Edit: Here's the working function.
function HTML_set_meta_description ($HTMLstr, $content) {
// assumes meta format is exactly <meta name="description" content="This will be replaced"/>
$newHTML = preg_replace('/<meta name="description" content="(.*)"\/>/i','<meta name="description" content="' . $content . '" />', $HTMLstr);
return ($newHTML);
}
Using DOMDocument
is recommended as already an answer, however if you're struggling with a regular expression, then I might help you out.

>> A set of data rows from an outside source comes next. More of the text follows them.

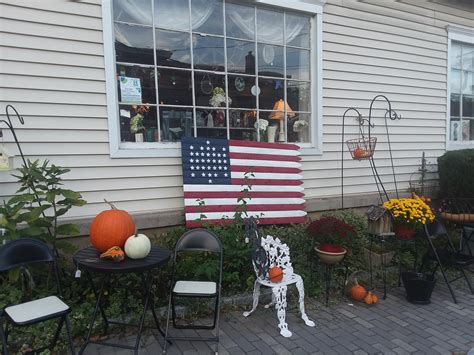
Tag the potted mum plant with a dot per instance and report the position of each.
(408, 214)
(331, 235)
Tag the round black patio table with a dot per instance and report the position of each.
(88, 260)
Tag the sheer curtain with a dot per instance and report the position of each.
(170, 14)
(175, 15)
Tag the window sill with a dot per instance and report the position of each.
(460, 145)
(173, 150)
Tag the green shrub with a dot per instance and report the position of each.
(456, 177)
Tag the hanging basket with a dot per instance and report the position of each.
(362, 148)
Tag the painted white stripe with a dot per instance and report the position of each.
(257, 214)
(269, 188)
(272, 163)
(254, 150)
(241, 175)
(252, 201)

You might try this instead:
return preg_replace('/<meta name="description" content="(.*)"\/>/i','<meta name="description" content="Something replaced" />', $HTMLstr);
Unless you know that the <meta>
will be provided in a consistent format (which is difficult to know unless you actually have control over the HTML) you will have a very tough time constructing a working regex. Take these examples:
<meta content="content" name="description">
<meta content = 'content' name = 'description' />
<meta name= 'description' content ="content"/>
These are all valid, but the regex that would handle them would be very complex. Something like:
@<meta\s+name\s*=\s*('|")description\1\s+content\s*('|")(.*?)\2\s+/?>@
...and that doesn't even account for the attributes being in a different order. There may have been something else I didn't think of as well.
On the other hand using a parser such as DOMDocument may be very expensive, especially if your HTML is large. If you can depend on a consistent format for the <meta>
you want to use .*?
instead of .*
to capture the content. .*?
makes the search reluctant so it will stop at the first quote as opposed to the last -- there are likely to be many other quotes throughout the HTML document.
$dom = new DOMDocument;
$dom->loadHTML($HTMLstr);
foreach ($dom->getElementsByTagName("meta") as $tag) {
if (stripos($tag->getAttribute("name"), "description") !== false) {
$tag->setAttribute("content", $content);
}
}
return $dom->saveHTML();
I know you asked preg_replace and im late to answer but look at this, is it that you are looking for...
<?php
function meta_desc( $content = null ){
$desc = 'This will be replaced ';
if( $content ){
$desc = $content;
}
return '<meta name="description"
content=" '. $desc .' "/>';
}
?>
Trust me its faster than that. I think you should use this function.